When integrating Assets Server with Studio Server in an Amazon AWS environment, load balancers can optionally be used.
Various ways of doing this exist. To help in setting up the environment, this article provides information to determine the following:
- If Sticky Sessions should be enabled
- If the AWS Classic Load Balancer (CLB) and/or the AWS Application Load Balancer (ALB) are supported
Before you start
The information in this article can only be used when all of the following applies to your environment:
- Assets Server and Studio Server are set up in Amazon Web Services (AWS).
- Assets Server and Studio Server both have a load balancer set up; either the Classic Load Balancer or the Application Load Balancer.
- The Assets Server setup consists of multiple nodes.
- The Studio Server setup consists of multiple Application Servers that are connected to one database.
The following table shows a summary of this information. For more details, see the sections below.
|Sticky Sessions||Recommended but not required||Only required when also set up for the
Assets Server load balancer
|CLB and ALB support||
CLB and ALB
|CLB and ALB|
For the Assets Server load balancer, enabling Sticky Sessions is recommended but not required.
For the Studio Server load balancer, enabling Sticky Sessions is only required when it has also been set up for the Assets Server load balancer.
- Assets Server works with JWT tokens which can be validated by any node without the help of cached session data. This means that technically sessions do not have to be sticky.
However, data is also cached locally by the nodes to work more efficiently. When one node serves a request it will set up cached data for the session. When this data is not present, it will be retrieved.
Because this process takes a little time it could be more efficient to enable the Sticky Session option for the Assets Server load balancer.

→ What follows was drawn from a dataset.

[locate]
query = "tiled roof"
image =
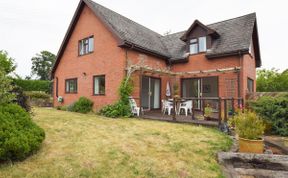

Access tokens are used which automatically expire. Once expired, Studio Server requests a new access token by using the client secret and ID. It impersonates the connection with the acting user of Studio or Studio for InDesign (if the user is unknown to Assets Server, a configured fallback user is used). The access token is stored in the Studio Server database.
Each Studio Server can take the access token from the database and set up an authorized connection to Assets Server.
For this reason, Sticky Sessions are not required.
Note: When you have decided to enable Sticky sessions for the Assets Server load balancer, it should also be enabled for the Studio Server load balancer to create a fixed route from Studio or Studio for InDesign over Studio Server to Assets Server. If Sticky Sessions are not set up for the Assets Server load balancer then it is not required for the Studio Server load balancer either.
CLB and ALB support
For the Assets Server load balancer:
- Use ALB
For the Studio Server load balancer:
- Both CLB and ALB are supported.
Assets Agent (used for efficiently checking out files in their native application) makes use of WebSockets. Support for WebSockets is available in ALB but not in CLB.
- 28 May 2020: Replaced references of 'ELB' to 'CLB'.
- 28 May 2020: Added a link to the comparison of Load Balancers from AWS.